Use PHP to read instance code for oversized files

Source: Internet
Author: User
Tags count fread mssql split

At the end of last year, a variety of Web site account information database leakage, is to force Ah, took the opportunity to download a few databases, ready to learn data analysts to analyze these account information. Although these data information has been "collated", but it is useful to learn by themselves, after all, there is such a large amount of data.





the large amount of data brings the problem is a single file is very large, can open this file is quite difficult, notepad do not expect, decisive panic. Using MSSQL clients can not open such a large SQL file, directly reported that the memory is not enough, because MSSQL is said to read data, is a one-time read to the data in memory, if the amount of data is too large, and insufficient memory, will directly cause the system to collapse.





Navicat Premium


here recommend a software navicat Premium, quite to the power ah, hundreds of trillion of SQL files easily opened, not a bit. And this client software supports MSSQL, MYSQL, Oracle ... And so on a variety of database connections, many other functions on their own slowly studied.





Although use Navicat can open csdn this 274MB of SQL file, but content is meaningless, and also inconvenient to these account information query, classification, statistics and so on operation. The only way is to read the data one by one, and then split the different fragments of each record, and then put the fragments into the database in the format of the data fields, so that they can be used later.
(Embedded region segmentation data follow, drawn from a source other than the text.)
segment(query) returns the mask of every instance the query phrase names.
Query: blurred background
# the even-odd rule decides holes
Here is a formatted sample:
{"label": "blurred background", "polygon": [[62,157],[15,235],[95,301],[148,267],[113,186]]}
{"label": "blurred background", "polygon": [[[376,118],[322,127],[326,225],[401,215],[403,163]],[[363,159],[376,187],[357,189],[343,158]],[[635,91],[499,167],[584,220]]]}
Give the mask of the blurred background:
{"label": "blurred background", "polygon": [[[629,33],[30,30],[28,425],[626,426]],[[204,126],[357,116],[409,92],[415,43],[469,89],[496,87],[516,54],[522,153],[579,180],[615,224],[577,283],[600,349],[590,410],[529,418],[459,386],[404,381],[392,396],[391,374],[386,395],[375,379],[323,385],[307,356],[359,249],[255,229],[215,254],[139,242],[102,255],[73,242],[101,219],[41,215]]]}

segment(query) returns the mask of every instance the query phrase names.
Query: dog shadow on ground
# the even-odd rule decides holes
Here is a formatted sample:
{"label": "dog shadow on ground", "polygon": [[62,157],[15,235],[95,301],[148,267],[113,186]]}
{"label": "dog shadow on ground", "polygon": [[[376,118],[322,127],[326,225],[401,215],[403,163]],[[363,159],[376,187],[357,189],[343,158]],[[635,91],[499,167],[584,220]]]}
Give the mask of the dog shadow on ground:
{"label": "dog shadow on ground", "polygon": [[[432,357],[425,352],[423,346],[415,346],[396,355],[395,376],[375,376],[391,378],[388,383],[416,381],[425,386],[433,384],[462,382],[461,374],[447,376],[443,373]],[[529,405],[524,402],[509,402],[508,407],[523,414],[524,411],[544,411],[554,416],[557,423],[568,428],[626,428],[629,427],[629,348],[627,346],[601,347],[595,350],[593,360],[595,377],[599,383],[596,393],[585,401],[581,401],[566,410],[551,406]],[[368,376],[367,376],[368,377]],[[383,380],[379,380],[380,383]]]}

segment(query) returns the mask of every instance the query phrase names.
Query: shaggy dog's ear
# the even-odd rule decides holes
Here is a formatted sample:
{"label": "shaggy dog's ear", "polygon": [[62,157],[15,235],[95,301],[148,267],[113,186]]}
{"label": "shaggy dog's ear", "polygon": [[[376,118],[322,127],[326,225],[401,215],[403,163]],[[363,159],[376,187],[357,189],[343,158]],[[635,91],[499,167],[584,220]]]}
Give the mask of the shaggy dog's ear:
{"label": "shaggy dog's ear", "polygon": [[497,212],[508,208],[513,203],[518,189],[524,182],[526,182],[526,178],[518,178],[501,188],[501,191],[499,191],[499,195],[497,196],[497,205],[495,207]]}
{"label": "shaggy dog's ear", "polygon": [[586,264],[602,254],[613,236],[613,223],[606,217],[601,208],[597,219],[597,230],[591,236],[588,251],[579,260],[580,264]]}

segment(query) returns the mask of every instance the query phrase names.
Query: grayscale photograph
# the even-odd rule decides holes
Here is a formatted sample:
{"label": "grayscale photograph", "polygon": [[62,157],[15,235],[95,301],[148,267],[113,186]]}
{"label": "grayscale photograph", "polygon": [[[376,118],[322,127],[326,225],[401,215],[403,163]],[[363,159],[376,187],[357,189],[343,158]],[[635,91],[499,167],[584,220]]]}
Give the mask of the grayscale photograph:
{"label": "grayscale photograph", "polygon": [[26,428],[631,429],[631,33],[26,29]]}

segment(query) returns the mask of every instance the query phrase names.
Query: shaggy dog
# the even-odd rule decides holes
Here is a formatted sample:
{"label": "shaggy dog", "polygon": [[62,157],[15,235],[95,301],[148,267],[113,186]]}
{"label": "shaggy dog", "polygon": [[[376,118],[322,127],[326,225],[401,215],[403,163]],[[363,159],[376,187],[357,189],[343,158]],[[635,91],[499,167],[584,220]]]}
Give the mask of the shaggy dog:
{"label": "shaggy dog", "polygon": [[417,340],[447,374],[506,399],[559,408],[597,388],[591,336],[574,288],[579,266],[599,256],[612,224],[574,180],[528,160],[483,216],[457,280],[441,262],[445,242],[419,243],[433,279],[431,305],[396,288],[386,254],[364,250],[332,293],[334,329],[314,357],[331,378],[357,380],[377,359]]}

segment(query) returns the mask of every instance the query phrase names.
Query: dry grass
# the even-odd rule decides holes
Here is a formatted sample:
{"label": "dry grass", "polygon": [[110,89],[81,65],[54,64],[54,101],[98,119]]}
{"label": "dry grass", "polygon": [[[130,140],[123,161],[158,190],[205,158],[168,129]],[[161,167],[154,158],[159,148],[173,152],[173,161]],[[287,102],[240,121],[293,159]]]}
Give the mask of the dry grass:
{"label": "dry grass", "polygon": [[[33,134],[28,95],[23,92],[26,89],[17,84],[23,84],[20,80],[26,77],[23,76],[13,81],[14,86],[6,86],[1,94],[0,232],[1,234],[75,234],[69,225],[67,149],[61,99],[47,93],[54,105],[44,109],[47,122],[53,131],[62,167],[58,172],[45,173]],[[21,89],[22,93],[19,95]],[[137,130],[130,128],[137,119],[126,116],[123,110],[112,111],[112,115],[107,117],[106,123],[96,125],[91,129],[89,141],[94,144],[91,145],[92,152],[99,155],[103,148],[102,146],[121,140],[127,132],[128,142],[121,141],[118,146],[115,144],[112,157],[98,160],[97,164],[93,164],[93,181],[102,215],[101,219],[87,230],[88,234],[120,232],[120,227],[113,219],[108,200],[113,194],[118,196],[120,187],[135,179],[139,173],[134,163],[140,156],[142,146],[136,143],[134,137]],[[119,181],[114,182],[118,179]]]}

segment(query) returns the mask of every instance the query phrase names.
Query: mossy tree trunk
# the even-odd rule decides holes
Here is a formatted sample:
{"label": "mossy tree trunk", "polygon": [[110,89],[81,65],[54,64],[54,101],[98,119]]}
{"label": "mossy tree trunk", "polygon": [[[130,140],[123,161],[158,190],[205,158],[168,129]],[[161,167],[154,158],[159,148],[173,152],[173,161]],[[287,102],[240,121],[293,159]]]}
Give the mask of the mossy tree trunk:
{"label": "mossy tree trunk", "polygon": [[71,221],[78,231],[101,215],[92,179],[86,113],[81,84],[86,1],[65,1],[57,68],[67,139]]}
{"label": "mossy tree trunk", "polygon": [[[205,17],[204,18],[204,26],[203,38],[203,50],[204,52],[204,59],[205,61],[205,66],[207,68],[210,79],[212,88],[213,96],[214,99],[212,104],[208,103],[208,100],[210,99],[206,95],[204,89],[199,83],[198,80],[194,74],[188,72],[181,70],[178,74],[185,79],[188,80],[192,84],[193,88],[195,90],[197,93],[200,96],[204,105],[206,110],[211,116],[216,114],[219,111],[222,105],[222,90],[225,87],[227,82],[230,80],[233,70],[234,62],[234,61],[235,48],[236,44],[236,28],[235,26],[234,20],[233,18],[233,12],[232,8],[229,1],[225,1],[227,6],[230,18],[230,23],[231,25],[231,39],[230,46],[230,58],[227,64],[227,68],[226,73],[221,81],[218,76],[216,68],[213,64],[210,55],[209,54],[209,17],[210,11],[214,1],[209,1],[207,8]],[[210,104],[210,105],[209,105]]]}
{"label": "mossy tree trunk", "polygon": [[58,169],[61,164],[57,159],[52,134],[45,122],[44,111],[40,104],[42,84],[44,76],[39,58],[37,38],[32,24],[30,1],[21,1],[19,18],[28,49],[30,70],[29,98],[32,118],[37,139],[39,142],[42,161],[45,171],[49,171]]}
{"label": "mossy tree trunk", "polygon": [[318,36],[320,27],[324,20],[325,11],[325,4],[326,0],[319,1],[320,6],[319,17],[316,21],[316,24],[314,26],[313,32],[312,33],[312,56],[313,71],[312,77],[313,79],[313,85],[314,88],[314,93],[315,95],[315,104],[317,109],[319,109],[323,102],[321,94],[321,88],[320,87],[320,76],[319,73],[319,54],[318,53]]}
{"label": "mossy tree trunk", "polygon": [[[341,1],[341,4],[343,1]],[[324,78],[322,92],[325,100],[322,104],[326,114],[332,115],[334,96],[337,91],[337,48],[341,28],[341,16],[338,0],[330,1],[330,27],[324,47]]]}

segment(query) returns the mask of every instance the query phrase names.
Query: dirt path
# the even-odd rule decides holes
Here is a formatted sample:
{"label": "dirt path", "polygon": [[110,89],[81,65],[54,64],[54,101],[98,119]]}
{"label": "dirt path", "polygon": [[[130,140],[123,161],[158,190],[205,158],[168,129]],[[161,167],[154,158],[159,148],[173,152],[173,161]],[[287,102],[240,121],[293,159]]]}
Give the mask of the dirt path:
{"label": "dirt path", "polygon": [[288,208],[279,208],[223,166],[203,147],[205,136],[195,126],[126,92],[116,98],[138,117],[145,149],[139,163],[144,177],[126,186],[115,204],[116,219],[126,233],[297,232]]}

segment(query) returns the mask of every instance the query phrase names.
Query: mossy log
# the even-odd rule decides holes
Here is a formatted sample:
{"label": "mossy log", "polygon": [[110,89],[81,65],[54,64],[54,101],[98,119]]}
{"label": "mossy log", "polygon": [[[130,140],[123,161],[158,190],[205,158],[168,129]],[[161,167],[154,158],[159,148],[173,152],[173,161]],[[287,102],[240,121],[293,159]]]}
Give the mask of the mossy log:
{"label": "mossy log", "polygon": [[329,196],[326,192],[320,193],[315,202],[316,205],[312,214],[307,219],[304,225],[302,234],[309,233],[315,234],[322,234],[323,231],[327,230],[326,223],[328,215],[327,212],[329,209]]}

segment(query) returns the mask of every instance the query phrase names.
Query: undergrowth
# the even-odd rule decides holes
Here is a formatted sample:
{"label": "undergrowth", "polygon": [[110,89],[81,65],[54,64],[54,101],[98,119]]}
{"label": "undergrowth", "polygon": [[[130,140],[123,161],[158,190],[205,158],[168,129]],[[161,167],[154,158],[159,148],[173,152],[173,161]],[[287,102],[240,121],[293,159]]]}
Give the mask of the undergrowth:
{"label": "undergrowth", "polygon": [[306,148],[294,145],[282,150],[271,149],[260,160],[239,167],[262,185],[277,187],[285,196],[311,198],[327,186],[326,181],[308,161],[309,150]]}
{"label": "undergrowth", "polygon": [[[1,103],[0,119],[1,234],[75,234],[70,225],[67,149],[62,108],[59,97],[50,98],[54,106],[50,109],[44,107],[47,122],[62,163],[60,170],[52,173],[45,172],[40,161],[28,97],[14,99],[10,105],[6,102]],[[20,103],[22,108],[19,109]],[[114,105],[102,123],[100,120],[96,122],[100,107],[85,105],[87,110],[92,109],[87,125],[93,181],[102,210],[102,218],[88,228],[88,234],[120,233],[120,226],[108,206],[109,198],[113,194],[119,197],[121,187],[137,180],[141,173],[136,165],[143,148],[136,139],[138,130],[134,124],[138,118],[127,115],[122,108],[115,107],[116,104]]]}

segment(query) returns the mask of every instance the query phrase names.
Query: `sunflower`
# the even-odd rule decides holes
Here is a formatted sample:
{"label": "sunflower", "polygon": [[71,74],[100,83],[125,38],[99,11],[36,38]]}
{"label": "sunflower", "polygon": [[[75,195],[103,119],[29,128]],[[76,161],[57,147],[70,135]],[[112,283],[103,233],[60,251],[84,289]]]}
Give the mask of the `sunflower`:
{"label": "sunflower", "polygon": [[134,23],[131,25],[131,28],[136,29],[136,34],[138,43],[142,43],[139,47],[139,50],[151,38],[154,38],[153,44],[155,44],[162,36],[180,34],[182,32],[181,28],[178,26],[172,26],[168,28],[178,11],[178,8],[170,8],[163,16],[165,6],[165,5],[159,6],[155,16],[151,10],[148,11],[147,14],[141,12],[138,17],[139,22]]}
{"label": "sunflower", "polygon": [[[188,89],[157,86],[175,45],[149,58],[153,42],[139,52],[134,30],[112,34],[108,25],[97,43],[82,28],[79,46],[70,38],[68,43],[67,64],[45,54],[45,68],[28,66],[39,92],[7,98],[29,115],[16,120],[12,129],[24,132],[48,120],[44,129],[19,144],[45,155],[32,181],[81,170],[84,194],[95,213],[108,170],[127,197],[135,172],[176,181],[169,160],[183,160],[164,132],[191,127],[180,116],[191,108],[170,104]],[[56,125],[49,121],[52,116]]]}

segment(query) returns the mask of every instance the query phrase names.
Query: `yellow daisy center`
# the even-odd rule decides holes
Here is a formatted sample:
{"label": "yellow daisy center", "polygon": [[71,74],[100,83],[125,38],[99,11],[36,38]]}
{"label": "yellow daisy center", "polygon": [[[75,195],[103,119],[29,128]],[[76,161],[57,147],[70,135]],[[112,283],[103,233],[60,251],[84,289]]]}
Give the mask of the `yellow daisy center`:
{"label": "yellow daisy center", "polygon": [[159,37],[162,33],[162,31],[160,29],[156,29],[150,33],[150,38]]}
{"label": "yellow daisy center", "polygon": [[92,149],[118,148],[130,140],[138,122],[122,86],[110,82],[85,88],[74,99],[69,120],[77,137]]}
use PHP to read oversized files


PHP has a number of ways to read files, depending on the target file, take a more appropriate approach to effectively improve the efficiency of execution. Because the CSDN database file is very large, so we try not to read it all in a short time, after all, each read a piece of data will be split and write operations. So the more appropriate way is to read the file in the subregion, through the use of PHP fseek and fread combination, you can do to read a file in a certain part of the data, the following is the instance code:





copy code code as follows:


function Readbigfile ($filename, $count =, $tag = "rn") {


$content = "";/final Content


$current = "";//Current read content hosting


$step = 1;//How many characters per walk


$tagLen = strlen ($tag);


$start = 0;//starting position


$i = 0;//counter


$handle = fopen ($filename, ' r+ ');/read/write mode open file, pointer to file start location


while ($i < $count &&!feof ($handle)) {


fseek ($handle, $start, seek_set);//pointer set at beginning of file


$current = fread ($handle, $step);//Read File


$content. = $current;//Combined String


$start + = $step;//move forward
according to step size

//The length of the delimiter to intercept the string finally to avoid a few characters


$substrTag = substr ($content,-$tagLen);


if ($substrTag = = $tag) {//To determine if it is a newline or other delimiter


$i + +;


$content. = "<br/>";


}


}


//Close file


fclose ($handle);


//Return results


return $content;


}


$filename = "csdn.sql";//files to read


$tag = "n";//Line separator Note This must be
with double quotes

$count = 100;//Read Rows


$data = Readbigfile ($filename, $count, $tag);


Echo $data;





about the value of the variable $tag the function passed in, depending on the system, the values passed in are different: Windows uses "RN", Linux/unix "n", and Mac OS "R".





program execution Process: First define some basic variables to read the file, then open the file, position the pointer at the specified location of the file, and read the specified size of the content. Stores the content in a variable every time it is read, until the number of rows or the end of the file that the read requires is reached.





never assume that everything in the program will run as planned.





according to the above code, although you can get the specified location in the file, the size of the data specified, but the whole process only executed once, and can not get all the data. In fact, to get all the data, you can add to the outer layer of the loop to determine whether the file end of the loop, but this is a waste of system resources, and even because the file is too large to read and cause PHP execution timeout. Another method is to record and store the position of the pointer after the last time the data was read, and then execute the loop again, positioning the pointer at the last end, so there is no loop to read the file from the beginning to the end.





In fact csdn This database I have not yet to import the database, because at that time after the leakage of a few days cnbeta on an analysis, oh, move too fast. When you see others have done this, there is not much motivation to do it, but in order to learn, still have to take time to complete the matter.


Contact Us

The content source of this page is from Internet, which doesn't represent Alibaba Cloud's opinion; products and services mentioned on that page don't have any relationship with Alibaba Cloud. If the content of the page makes you feel confusing, please write us an email, we will handle the problem within 5 days after receiving your email.

If you find any instances of plagiarism from the community, please send an email to: info-contact@alibabacloud.com and provide relevant evidence. A staff member will contact you within 5 working days.

A Free Trial That Lets You Build Big!

Start building with 50+ products and up to 12 months usage for Elastic Compute Service

  • Sales Support

    1 on 1 presale consultation

  • After-Sales Support

    24/7 Technical Support 6 Free Tickets per Quarter Faster Response

  • Alibaba Cloud offers highly flexible support services tailored to meet your exact needs.